While Dr. King was in jail for yet another protest, white clergy sent Dr. King a letter imploring Civil Rights leaders to cease civil disobedience, violent or otherwise. Civil Rights and equality, they argued, would be won by different means, be it in the court system or through legislation.
Dr. King’s letter protested against that line of thought. He believed that the black community had waited long enough, that the blank check of freedom guaranteed in the Declaration of Independence was long overdue for depositing.
In a scathing attack of this philosophy, he wrote, “I have almost reached the regrettable conclusion that the Negro’s great stumbling block in his stride towards freedom is not the White Citizens Counciler or the Ku Klux Klanner, but the white moderate, who is more devoted to ‘order’ than to justice; who prefers a negative peace which is an absence of tension to a positive peace which is the presence of justice …who paternalistically believes he can set the timetable for another man’s freedom.”
I get goosebumps every time I read that. For Dr. King, white clergy (and their churches) made up just one more cog in a broken system of injustice. They served as another layer of systemic dysfunction.
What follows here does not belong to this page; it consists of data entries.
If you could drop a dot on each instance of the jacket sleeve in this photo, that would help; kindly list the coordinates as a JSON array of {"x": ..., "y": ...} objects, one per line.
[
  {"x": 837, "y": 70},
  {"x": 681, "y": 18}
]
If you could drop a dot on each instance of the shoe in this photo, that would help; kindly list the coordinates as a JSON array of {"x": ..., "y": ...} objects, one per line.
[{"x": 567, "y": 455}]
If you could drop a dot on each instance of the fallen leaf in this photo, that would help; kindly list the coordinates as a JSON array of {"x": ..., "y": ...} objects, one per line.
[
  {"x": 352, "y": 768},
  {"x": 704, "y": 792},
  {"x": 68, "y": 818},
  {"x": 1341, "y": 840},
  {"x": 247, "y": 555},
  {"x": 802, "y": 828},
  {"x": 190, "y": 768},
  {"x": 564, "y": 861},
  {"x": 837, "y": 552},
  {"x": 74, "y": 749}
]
In a sermon entitled, “Transformed Nonconformist,” Dr. King explained that clergy and churches have hindered progress throughout history: “The erstwhile sanction by the church of slavery, racial segregation, war, and economic exploitation is testimony to the fact that the church has harkened more to the authority of the world than to the authority of God.”
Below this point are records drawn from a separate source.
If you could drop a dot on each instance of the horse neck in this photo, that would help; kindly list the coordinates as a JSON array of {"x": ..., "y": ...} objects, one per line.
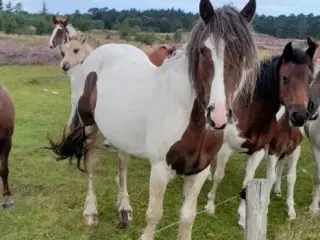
[
  {"x": 262, "y": 109},
  {"x": 176, "y": 84},
  {"x": 71, "y": 30}
]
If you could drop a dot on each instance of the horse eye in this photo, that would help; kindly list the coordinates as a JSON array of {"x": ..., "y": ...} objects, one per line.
[
  {"x": 285, "y": 80},
  {"x": 202, "y": 50}
]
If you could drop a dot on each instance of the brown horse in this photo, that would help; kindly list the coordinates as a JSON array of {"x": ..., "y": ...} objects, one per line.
[
  {"x": 7, "y": 117},
  {"x": 164, "y": 118},
  {"x": 286, "y": 143},
  {"x": 284, "y": 80}
]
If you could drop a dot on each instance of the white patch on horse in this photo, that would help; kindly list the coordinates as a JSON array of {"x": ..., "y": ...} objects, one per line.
[{"x": 217, "y": 92}]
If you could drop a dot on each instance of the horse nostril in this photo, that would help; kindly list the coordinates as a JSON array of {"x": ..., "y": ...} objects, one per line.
[
  {"x": 229, "y": 114},
  {"x": 210, "y": 108},
  {"x": 310, "y": 106}
]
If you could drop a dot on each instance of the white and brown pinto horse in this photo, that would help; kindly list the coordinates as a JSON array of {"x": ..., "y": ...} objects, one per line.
[
  {"x": 283, "y": 80},
  {"x": 61, "y": 36},
  {"x": 161, "y": 115}
]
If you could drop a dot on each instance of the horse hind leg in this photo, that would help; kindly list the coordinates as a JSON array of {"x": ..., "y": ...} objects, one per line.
[
  {"x": 90, "y": 213},
  {"x": 5, "y": 149},
  {"x": 221, "y": 162},
  {"x": 314, "y": 207},
  {"x": 292, "y": 161},
  {"x": 123, "y": 203},
  {"x": 279, "y": 171},
  {"x": 191, "y": 190}
]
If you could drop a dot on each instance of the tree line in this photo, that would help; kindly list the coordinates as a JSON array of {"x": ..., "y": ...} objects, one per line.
[{"x": 13, "y": 19}]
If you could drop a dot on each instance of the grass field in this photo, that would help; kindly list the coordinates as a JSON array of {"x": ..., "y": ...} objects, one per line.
[{"x": 49, "y": 196}]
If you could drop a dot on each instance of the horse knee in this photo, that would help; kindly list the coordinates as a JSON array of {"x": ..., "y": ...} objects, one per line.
[{"x": 188, "y": 214}]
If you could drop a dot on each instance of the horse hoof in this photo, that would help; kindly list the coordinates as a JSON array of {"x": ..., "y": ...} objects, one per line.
[
  {"x": 277, "y": 193},
  {"x": 7, "y": 205},
  {"x": 241, "y": 225},
  {"x": 124, "y": 218},
  {"x": 209, "y": 209},
  {"x": 91, "y": 219},
  {"x": 291, "y": 218}
]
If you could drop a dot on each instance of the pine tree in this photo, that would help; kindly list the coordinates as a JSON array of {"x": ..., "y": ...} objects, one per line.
[
  {"x": 9, "y": 7},
  {"x": 44, "y": 9}
]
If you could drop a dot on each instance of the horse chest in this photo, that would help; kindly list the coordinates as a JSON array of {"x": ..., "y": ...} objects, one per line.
[
  {"x": 257, "y": 139},
  {"x": 285, "y": 141}
]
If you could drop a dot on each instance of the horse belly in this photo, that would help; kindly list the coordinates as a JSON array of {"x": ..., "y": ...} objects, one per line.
[
  {"x": 166, "y": 124},
  {"x": 123, "y": 100}
]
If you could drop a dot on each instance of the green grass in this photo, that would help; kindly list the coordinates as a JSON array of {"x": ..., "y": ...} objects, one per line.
[{"x": 49, "y": 196}]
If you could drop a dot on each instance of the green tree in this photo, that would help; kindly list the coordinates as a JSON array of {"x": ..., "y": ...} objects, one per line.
[
  {"x": 1, "y": 5},
  {"x": 18, "y": 7},
  {"x": 177, "y": 36},
  {"x": 44, "y": 10}
]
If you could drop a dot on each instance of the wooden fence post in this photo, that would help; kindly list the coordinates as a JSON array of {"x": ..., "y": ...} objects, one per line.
[{"x": 256, "y": 209}]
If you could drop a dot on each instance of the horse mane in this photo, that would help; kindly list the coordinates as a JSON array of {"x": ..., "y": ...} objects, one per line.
[
  {"x": 240, "y": 47},
  {"x": 267, "y": 84}
]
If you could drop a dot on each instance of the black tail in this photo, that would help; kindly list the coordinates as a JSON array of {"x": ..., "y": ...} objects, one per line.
[{"x": 72, "y": 143}]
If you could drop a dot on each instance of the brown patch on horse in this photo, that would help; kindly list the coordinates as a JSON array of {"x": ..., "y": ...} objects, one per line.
[
  {"x": 59, "y": 20},
  {"x": 196, "y": 148},
  {"x": 316, "y": 56},
  {"x": 87, "y": 101},
  {"x": 286, "y": 138},
  {"x": 7, "y": 118},
  {"x": 257, "y": 124}
]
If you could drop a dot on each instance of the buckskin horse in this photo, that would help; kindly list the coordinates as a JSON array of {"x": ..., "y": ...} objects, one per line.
[
  {"x": 161, "y": 115},
  {"x": 283, "y": 80}
]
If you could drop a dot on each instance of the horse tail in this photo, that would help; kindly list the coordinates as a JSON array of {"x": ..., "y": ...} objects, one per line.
[{"x": 72, "y": 144}]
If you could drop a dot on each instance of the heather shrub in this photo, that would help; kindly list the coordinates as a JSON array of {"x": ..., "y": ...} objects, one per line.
[{"x": 18, "y": 52}]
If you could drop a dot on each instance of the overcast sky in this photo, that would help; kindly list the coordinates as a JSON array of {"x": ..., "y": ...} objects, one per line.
[{"x": 268, "y": 7}]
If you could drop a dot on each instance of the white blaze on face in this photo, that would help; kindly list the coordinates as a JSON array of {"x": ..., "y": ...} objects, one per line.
[
  {"x": 54, "y": 32},
  {"x": 217, "y": 93}
]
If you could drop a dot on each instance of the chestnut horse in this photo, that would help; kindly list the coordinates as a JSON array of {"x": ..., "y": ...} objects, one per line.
[
  {"x": 310, "y": 129},
  {"x": 284, "y": 80},
  {"x": 7, "y": 118},
  {"x": 164, "y": 119}
]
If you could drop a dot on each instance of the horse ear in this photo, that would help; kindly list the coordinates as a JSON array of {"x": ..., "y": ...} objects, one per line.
[
  {"x": 287, "y": 52},
  {"x": 54, "y": 19},
  {"x": 206, "y": 11},
  {"x": 312, "y": 47},
  {"x": 249, "y": 10},
  {"x": 65, "y": 23},
  {"x": 84, "y": 39}
]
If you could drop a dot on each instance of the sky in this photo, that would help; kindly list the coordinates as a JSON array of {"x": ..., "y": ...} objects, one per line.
[{"x": 268, "y": 7}]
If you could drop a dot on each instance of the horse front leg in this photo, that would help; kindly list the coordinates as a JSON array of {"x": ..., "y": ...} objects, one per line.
[
  {"x": 314, "y": 207},
  {"x": 5, "y": 149},
  {"x": 221, "y": 162},
  {"x": 160, "y": 176},
  {"x": 252, "y": 165},
  {"x": 90, "y": 213},
  {"x": 123, "y": 203},
  {"x": 191, "y": 190}
]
Many times, churches and clergy are still guilty of failing to “let justice roll down like the waters” (Amos 5:24): Even now, clergy can promote hate-speech and prejudice. Churches ignore economic policies that neglect the poor. Clergy turn a blind eye to legislation that systematizes–and in many ways sensationalizes–violence, war, and disparity.
Yet, it is the church that gave birth to the Civil Rights movement–and many other social justice movements–in the past. Women’s suffrage, the pro-life movement, and the abolition of slavery are all products of the church. My own home church in Florida wasn’t perfect, but we still empowered poor women and women on the margins by protesting abortion clinics, funding pro-life clinics, and providing much needed solace to one-time prostitutes and adult entertainers throughout Broward County.
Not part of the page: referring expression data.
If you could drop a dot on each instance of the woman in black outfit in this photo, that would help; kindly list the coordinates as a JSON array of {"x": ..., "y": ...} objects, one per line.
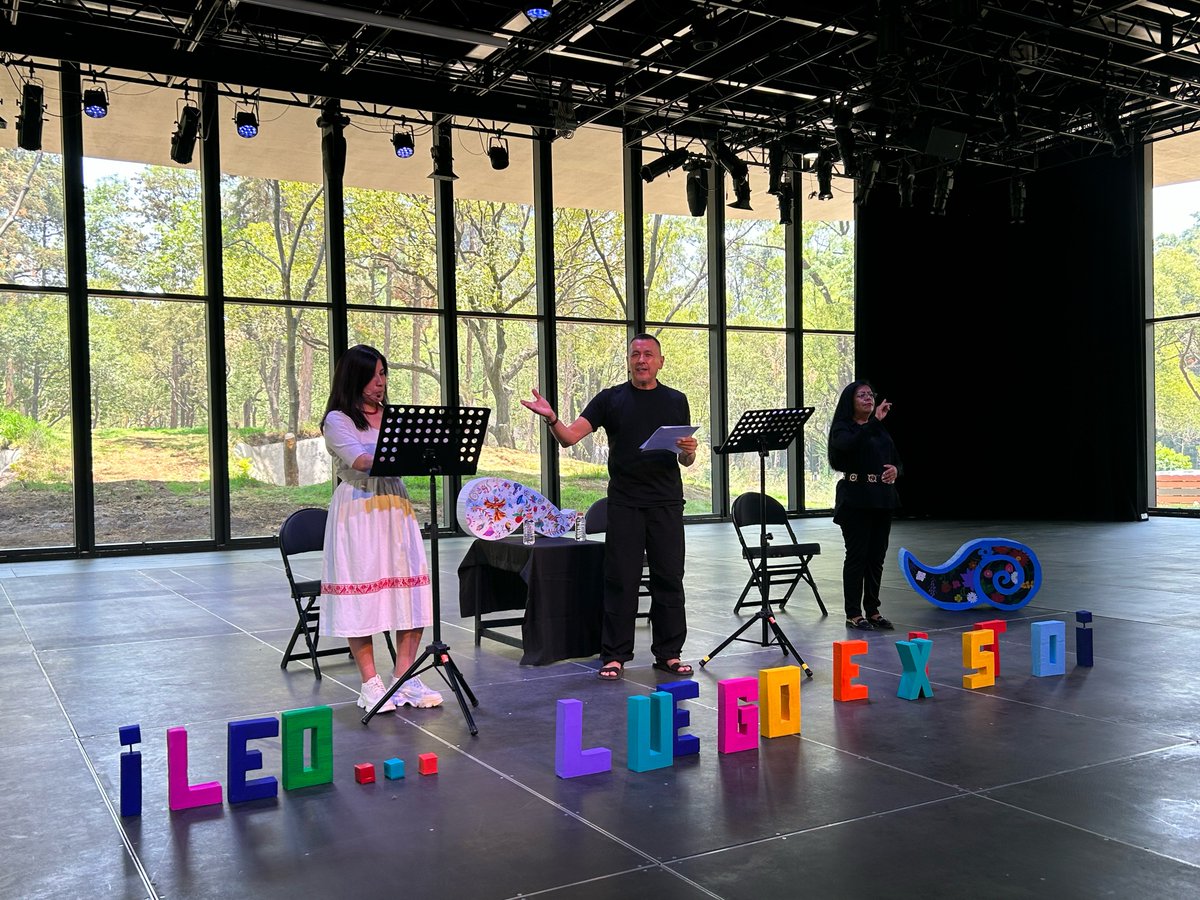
[{"x": 861, "y": 448}]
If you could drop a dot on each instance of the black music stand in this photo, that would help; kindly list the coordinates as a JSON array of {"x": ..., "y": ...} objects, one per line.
[
  {"x": 761, "y": 431},
  {"x": 435, "y": 442}
]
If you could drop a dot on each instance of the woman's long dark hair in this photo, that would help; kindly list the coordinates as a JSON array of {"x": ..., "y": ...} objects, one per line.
[
  {"x": 354, "y": 371},
  {"x": 844, "y": 413}
]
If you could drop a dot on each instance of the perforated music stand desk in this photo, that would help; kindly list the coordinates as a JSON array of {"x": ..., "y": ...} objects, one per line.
[
  {"x": 435, "y": 442},
  {"x": 760, "y": 431}
]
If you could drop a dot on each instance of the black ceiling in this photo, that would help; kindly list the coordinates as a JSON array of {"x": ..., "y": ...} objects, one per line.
[{"x": 1014, "y": 81}]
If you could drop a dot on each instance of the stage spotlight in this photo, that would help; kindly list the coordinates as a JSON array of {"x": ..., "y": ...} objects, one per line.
[
  {"x": 697, "y": 190},
  {"x": 1017, "y": 201},
  {"x": 846, "y": 144},
  {"x": 29, "y": 123},
  {"x": 775, "y": 154},
  {"x": 906, "y": 181},
  {"x": 785, "y": 203},
  {"x": 825, "y": 177},
  {"x": 402, "y": 142},
  {"x": 742, "y": 192},
  {"x": 183, "y": 142},
  {"x": 868, "y": 179},
  {"x": 95, "y": 102},
  {"x": 443, "y": 162},
  {"x": 942, "y": 189},
  {"x": 246, "y": 123},
  {"x": 498, "y": 153},
  {"x": 703, "y": 34},
  {"x": 663, "y": 165},
  {"x": 738, "y": 171},
  {"x": 565, "y": 119},
  {"x": 1116, "y": 135}
]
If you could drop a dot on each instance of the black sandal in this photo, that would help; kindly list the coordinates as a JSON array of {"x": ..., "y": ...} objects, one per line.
[
  {"x": 677, "y": 667},
  {"x": 611, "y": 671}
]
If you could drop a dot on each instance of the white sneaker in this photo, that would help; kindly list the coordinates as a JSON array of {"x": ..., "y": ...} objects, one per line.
[
  {"x": 414, "y": 694},
  {"x": 371, "y": 694}
]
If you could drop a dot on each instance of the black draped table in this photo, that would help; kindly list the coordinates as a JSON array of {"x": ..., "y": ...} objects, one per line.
[{"x": 558, "y": 582}]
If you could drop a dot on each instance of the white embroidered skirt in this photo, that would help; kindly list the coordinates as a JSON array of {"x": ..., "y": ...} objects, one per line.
[{"x": 375, "y": 575}]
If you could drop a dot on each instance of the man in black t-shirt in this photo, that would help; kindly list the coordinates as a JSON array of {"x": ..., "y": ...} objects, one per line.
[{"x": 645, "y": 507}]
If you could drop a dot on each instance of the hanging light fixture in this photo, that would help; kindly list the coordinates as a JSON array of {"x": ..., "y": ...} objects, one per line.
[
  {"x": 95, "y": 101},
  {"x": 183, "y": 141},
  {"x": 29, "y": 123},
  {"x": 498, "y": 153},
  {"x": 697, "y": 189},
  {"x": 245, "y": 119},
  {"x": 402, "y": 142}
]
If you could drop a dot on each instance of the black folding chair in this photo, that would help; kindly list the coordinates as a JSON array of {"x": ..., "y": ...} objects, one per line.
[
  {"x": 595, "y": 521},
  {"x": 304, "y": 532},
  {"x": 786, "y": 563}
]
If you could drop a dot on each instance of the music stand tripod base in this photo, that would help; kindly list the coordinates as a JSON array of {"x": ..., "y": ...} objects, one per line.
[
  {"x": 435, "y": 442},
  {"x": 761, "y": 431}
]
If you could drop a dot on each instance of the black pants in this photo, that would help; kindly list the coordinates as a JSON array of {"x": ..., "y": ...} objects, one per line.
[
  {"x": 657, "y": 534},
  {"x": 865, "y": 532}
]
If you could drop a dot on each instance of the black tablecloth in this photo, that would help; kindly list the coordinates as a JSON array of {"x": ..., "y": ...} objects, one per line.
[{"x": 557, "y": 581}]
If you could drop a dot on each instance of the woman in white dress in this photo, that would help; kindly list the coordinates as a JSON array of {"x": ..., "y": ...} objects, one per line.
[{"x": 375, "y": 576}]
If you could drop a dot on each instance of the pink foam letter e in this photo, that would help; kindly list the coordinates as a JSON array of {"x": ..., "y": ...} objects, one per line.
[{"x": 181, "y": 795}]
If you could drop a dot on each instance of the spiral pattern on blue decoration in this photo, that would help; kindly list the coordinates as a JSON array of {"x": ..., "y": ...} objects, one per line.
[{"x": 996, "y": 571}]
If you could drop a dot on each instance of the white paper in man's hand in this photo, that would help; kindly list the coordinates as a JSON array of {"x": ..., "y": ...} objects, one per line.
[{"x": 665, "y": 437}]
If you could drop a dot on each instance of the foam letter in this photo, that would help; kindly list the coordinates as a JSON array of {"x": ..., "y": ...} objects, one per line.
[
  {"x": 181, "y": 795},
  {"x": 243, "y": 760},
  {"x": 779, "y": 696},
  {"x": 131, "y": 771},
  {"x": 1083, "y": 639},
  {"x": 1047, "y": 645},
  {"x": 997, "y": 627},
  {"x": 319, "y": 720},
  {"x": 648, "y": 732},
  {"x": 844, "y": 671},
  {"x": 737, "y": 726},
  {"x": 682, "y": 744},
  {"x": 570, "y": 760},
  {"x": 976, "y": 658},
  {"x": 915, "y": 663},
  {"x": 913, "y": 636}
]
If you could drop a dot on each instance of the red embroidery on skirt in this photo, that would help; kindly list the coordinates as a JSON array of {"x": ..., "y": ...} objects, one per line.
[{"x": 370, "y": 587}]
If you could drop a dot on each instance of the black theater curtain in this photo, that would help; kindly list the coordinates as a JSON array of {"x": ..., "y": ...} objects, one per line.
[{"x": 1014, "y": 354}]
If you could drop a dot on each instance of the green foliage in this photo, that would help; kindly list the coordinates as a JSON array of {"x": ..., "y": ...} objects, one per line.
[
  {"x": 1167, "y": 460},
  {"x": 45, "y": 453}
]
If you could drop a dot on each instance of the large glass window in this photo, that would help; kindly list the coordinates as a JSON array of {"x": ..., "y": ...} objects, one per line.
[
  {"x": 827, "y": 305},
  {"x": 149, "y": 395},
  {"x": 277, "y": 355},
  {"x": 391, "y": 268},
  {"x": 495, "y": 270},
  {"x": 36, "y": 501},
  {"x": 591, "y": 297},
  {"x": 31, "y": 250},
  {"x": 1175, "y": 324}
]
For all of the injustice churches have promoted throughout history, good and righteousness are still very much a part of the church’s fabric. Even Peter, upon whom Jesus built the church, needed to learn how to minister effectively despite his own prejudices and sin (see Acts 10:9-16). For all its oddity and failure, a church filled with sinners trying to find their way is still Christ’s church.
Of course, each church has its own political flavor, and I am in no position to answer Dr. King’s challenge–I too stand guilty of Dr. King’s charge that, “The ultimate tragedy is not the brutality of the bad people, but the silence of the good people.”
But the Easter season is a good time to consider God’s justice for this time and place. We can debate politics and the Bible all we want; but, at day’s end, we cannot sit idly by in an ever-changing world in which the marginalized continue to get pushed to the margins, and the privileged continue to gain more prestige. Let Easter justice roll down, O Lord, let Easter justice roll down; and give us the courage to find our way.